女性活躍推進に関する助成金は、国の制度に加えて、都道府県や自治体が独自に設けているものもあります。複数の制度をうまく組み合わせることで、より手厚い支援を受けられるのが特徴です。

例えば、厚生労働省が実施する「両立支援等助成金」と、東京都や市区町村が行う女性活躍推進関連の助成金を併用するケースが多く見られます。

ただし、同じ内容や経費について複数の助成金を同時に受けることはできません。

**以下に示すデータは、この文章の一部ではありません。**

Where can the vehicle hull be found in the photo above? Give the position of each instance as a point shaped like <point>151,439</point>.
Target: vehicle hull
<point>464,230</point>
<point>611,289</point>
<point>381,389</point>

目的や支出内容が異なれば、併用も可能です。例えば、女性管理職の登用促進と、育児支援制度の拡充を別々の助成金で支援を受けるといった使い分けが考えられます。

まず国の制度で行動計画の策定や制度設計を行い、その後、自治体の助成金で具体的な研修や設備整備を進めるといった段階的な活用が効果的です。

不支給になりやすいケースはある?

女性活躍推進助成金の申請において、不支給となる主な原因は申請書類の不備です。特に「女性の活躍推進企業データベース」への行動計画の公表が抜けているケースが多く、その他にも提出書類の漏れや記載ミスなどが理由として挙げられます。

また、助成対象とならない取り組みを実施したり、設定した数値目標を達成できなかった場合も不支給となります。事後報告を忘れると、支給が停止される可能性もあります。

これを防ぐには、事前に申請要件を確認し、担当窓口への相談を活用することが重要です。書類は複数人でチェックし、取り組み内容や目標は過去の事例を参考に現実的に設定しましょう。

▼参考:厚生労働省 女性の活躍推進企業データベース

専門家活用のメリットはあるの?

女性活躍推進助成金の申請では、社労士やコンサルティング会社など専門家の活用で成功率が大きく高まります。社労士は労働法や助成金制度に詳しく、適切な申請書類の作成や要件確認をサポートします。一方、コンサル会社は助成金申請に加え、女性活躍推進の戦略立案や実行支援も提供可能です。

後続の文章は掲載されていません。